5th Congressional District race features another Quigley-Hanson rematch

For the last three elections, voters in Illinois’ 5th Congressional District gave U.S. Rep. Mike Quigley, D-Chicago, a multidigit victory, each time over commercial real estate broker Tommy Hanson.

District residents have the same choice this time around.

Quigley, 66, is running for his ninth full term after winning an April 2008 special election to replace now U.S. Ambassador to Japan Rahm Emanual, when Emanual became mayor of Chicago. Immersed in many issues, he sees one as a lasting legacy for future generations.

“Looking back at us, they will say climate change is the legacy you left us,” Quigley said. “It will be what they care about more than how we dealt with two wars.”

U.S. Rep. Mike Quigley speaks to reporters before the Democratic National Convention, on Aug. 19, 2024, in Chicago. (Erin Hooley/AP)

Hanson, 70, and a self-proclaimed conservative, said he continues to run — he also challenged Emanual in 2008 — because he feels an obligation to do something for the country and believes public office is a way to do it.

“Being a citizen, I think you should do something for your country,” Hanson said. “I wasn’t in the military. I wasn’t drafted (in the Vietnam era) for my country.”

Voters in southwest Lake County, as well as parts of Chicago and suburban Cook County, will choose between Quigley and Hanson to represent them in the U.S. House of Representatives when they cast their ballots in the Nov. 5 election.

Few issues distinguish Hanson and Quigley more than the wars underway in Ukraine and the Middle East. Hanson opposes sending money to foreign countries, while Quigley considers Russia’s current aggression in Ukraine an existential threat.

During his travels to Poland and Ukraine where he has talked to leaders of both countries, Quigley said they all agree if Ukraine does not stop the Russians on its soil, there will soon be a new front and it could be in a NATO country the U.S. is bound by treaty to defend.

“They all say the same thing,” he said. “If they don’t stop the aggression in Ukraine, Poland will be next.”

With a view to avoiding foreign wars, Hanson said the money now going to fund the wars in the Middle East and Ukraine should be spent at home to help Americans who need it and to reduce taxes.

“I’m not for funding wars outside the country, and that includes Ukraine,” he said. “American dollars are being used to kill people there.”

Tommy Hanson, a Republican candidate in the 5th Congressional District, poses for a portrait. Hanson is running in a solidly Democratic district as a self-described MAGA Republican. (Photo courtesy of Tommy Hanson.)
Tommy Hanson, a Republican candidate in the 5th Congressional District, poses for a portrait. (Photo courtesy of Tommy Hanson.)

Public safety is an issue Quigley said is a major concern to his constituents, and gun violence is a big part of it. Hanson agrees, but their approach is not the same. Hanson said Illinois has tough gun laws, and criminals are to blame for the problem.

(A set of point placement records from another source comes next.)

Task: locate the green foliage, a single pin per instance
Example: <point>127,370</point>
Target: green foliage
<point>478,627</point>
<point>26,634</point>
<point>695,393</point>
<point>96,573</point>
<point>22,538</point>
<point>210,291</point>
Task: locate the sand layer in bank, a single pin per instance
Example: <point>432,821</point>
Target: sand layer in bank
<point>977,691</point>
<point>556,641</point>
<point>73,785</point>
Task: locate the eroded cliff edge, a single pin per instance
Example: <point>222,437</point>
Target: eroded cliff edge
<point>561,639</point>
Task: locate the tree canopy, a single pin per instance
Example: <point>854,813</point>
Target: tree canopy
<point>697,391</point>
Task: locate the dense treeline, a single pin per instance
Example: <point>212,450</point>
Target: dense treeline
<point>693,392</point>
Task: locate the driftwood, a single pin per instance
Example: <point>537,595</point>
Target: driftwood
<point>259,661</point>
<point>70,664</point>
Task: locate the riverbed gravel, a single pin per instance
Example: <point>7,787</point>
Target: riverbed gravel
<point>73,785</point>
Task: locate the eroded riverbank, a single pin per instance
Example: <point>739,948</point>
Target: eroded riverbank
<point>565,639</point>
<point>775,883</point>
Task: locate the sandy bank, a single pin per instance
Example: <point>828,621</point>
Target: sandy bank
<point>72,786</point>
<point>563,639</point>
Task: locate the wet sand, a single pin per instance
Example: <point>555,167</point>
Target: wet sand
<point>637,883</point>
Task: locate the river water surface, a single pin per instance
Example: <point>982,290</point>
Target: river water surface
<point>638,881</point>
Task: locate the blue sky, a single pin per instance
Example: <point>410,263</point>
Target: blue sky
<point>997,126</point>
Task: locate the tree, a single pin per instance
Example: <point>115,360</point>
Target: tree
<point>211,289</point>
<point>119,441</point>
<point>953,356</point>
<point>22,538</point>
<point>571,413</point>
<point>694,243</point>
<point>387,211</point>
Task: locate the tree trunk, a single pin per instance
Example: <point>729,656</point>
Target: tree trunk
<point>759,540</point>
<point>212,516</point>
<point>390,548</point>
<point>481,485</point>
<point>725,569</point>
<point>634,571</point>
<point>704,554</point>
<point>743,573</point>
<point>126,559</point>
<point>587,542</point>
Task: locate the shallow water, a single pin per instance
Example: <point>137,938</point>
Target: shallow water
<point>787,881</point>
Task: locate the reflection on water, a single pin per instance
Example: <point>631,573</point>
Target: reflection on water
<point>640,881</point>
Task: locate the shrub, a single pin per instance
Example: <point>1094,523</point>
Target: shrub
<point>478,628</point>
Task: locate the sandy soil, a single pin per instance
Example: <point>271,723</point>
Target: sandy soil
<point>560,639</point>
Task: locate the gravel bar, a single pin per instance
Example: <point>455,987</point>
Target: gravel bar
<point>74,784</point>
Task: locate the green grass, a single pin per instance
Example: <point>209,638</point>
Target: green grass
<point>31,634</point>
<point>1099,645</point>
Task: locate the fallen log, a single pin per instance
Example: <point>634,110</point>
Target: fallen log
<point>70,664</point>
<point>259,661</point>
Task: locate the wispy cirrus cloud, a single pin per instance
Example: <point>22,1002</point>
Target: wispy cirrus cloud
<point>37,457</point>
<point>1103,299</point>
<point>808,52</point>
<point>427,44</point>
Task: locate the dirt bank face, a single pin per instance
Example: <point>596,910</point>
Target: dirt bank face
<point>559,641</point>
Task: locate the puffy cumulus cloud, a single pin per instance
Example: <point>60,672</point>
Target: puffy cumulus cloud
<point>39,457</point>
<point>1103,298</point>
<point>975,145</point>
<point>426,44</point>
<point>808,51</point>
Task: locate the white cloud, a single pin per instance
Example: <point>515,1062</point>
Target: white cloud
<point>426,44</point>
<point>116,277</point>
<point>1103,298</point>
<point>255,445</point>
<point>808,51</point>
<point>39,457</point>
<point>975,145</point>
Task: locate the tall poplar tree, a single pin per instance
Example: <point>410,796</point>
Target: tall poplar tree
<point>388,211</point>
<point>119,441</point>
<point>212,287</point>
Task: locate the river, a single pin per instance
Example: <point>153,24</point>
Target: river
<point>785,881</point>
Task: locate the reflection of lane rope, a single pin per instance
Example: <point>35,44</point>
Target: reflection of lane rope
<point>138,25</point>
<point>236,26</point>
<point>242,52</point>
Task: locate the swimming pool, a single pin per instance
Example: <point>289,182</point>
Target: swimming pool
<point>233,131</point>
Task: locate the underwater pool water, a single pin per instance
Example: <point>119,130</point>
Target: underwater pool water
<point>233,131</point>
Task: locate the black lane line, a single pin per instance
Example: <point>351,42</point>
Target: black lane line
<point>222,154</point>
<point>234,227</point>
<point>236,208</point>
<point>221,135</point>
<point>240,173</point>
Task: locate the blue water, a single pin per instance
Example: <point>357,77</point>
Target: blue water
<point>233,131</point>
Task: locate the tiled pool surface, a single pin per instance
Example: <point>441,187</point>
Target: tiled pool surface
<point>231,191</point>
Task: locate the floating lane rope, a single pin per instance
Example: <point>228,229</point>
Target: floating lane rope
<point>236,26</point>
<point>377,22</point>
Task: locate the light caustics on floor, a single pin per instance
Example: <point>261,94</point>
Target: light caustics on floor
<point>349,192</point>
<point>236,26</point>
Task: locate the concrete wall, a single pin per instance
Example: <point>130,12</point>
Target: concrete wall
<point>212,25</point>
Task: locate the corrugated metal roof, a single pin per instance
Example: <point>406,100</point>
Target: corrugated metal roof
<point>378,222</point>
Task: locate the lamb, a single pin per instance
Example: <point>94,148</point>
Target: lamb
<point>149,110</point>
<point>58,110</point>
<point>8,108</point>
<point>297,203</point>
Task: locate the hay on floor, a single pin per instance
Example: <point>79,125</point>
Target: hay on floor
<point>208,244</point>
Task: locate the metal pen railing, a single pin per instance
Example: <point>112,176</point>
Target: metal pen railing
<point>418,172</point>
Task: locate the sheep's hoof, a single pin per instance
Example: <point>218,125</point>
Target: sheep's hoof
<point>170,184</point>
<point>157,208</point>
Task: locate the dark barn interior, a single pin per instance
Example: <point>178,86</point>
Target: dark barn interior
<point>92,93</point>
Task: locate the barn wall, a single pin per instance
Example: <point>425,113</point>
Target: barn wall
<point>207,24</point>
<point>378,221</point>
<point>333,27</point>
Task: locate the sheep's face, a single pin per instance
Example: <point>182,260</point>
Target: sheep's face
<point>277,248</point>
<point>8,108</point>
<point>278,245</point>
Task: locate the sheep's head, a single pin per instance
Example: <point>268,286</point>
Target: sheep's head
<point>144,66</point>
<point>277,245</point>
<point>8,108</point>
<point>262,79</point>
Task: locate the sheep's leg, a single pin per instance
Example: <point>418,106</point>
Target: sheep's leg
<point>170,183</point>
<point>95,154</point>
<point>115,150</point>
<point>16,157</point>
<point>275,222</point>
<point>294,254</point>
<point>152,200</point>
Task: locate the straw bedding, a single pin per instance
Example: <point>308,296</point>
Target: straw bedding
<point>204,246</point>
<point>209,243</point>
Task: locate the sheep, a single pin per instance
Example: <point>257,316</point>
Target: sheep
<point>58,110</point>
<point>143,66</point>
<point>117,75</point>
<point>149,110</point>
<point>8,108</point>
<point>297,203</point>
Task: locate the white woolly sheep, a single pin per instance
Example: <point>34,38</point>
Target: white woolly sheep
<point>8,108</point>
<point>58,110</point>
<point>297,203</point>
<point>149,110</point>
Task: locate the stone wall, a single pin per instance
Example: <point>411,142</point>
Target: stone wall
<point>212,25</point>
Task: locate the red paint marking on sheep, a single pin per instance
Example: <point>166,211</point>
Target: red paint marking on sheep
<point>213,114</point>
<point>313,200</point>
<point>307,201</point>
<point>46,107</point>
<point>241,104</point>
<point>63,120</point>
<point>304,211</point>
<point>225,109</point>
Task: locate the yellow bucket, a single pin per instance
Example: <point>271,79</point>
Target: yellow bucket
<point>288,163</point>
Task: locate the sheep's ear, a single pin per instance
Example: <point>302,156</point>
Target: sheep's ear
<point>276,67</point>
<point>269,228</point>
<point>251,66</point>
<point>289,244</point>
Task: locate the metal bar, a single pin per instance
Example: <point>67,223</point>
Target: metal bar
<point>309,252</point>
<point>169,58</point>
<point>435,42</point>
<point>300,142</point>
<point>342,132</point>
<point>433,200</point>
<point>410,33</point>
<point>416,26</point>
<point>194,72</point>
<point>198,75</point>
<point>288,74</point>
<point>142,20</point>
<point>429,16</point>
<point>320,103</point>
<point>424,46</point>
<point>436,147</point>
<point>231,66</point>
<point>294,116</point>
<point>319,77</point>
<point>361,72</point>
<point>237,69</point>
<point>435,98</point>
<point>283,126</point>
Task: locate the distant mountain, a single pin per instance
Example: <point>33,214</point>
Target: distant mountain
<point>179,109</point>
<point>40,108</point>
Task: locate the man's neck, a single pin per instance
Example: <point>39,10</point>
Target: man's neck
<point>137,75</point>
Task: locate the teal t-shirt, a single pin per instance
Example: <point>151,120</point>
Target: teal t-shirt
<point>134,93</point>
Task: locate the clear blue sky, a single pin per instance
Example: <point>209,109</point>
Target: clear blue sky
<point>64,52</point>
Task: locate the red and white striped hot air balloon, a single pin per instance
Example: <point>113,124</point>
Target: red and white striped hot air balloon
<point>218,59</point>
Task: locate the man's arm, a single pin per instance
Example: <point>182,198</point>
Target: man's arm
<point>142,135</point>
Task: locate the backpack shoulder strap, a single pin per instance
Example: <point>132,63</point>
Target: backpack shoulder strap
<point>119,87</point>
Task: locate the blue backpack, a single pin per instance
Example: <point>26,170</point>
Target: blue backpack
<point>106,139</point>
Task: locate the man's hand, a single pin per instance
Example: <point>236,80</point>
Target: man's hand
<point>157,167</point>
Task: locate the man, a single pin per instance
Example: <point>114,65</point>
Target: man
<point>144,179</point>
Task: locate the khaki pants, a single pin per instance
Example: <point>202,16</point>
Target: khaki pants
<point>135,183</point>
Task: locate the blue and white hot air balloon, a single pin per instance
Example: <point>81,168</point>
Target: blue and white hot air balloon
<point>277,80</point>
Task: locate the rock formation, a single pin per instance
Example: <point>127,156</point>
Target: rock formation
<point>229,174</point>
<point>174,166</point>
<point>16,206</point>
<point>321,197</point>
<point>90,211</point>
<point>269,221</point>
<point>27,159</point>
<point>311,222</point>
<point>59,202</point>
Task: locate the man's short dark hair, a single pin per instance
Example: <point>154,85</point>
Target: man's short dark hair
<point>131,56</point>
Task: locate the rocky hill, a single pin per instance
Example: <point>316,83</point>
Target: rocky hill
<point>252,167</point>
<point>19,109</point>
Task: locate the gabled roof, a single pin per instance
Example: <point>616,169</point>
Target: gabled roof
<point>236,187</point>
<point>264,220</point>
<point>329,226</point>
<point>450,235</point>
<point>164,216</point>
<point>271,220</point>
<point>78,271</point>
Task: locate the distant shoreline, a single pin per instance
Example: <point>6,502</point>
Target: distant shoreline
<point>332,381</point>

“The guns used in crimes are illegal guns,” he said “We need to spend more money on the police. I don’t see a problem with universal background checks.”

While Quigley also wants to see universal background checks, he said he would like federal laws regulating gun trafficking from state to state to keep weapons bought legally elsewhere — but against the law in Illinois — out of the state. Assault weapons must be banned as well, he said.

“Weapons designed for war are not meant for hunting deer for protecting your home,” Quigley said. “They’re meant for hunting people.”

Immigration is another issue where both Quigley and Hanson have strong views, and they are diametrically opposed. Hanson said he wants strong controls to prevent anyone from entering the country illegally.

“We need to secure the border and build a wall so nobody can act illegally,” he said “Their first experience of coming to America is breaking the law,” he added, referring to people who cross the border illegally.

Insisting the solution is immigration reform, Quigley said he wants to see a path to citizenship for people who came to the country with their parents as young children. Since he entered Congress in 2008, the U.S. Senate has sent the House of Representatives three immigration reform bills and none got a vote in the lower chamber.

“They never got a vote, and they would have passed,” Quigley said. “It wasn’t always a partisan issue. Now it is.”

Early voting is underway between 9 a.m. and 5 p.m. on weekdays at the Lake County Courthouse and Administration Building in Waukegan, and expands to 17 other locations around the county Monday. Vote-by-mail ballots can be mailed or placed in designated drop boxes.

The district includes all or part of the Barrington communities, Long Grove, Lake Zurich, Deer Park and Kildeer, as well as parts of Chicago and Cook County suburbs.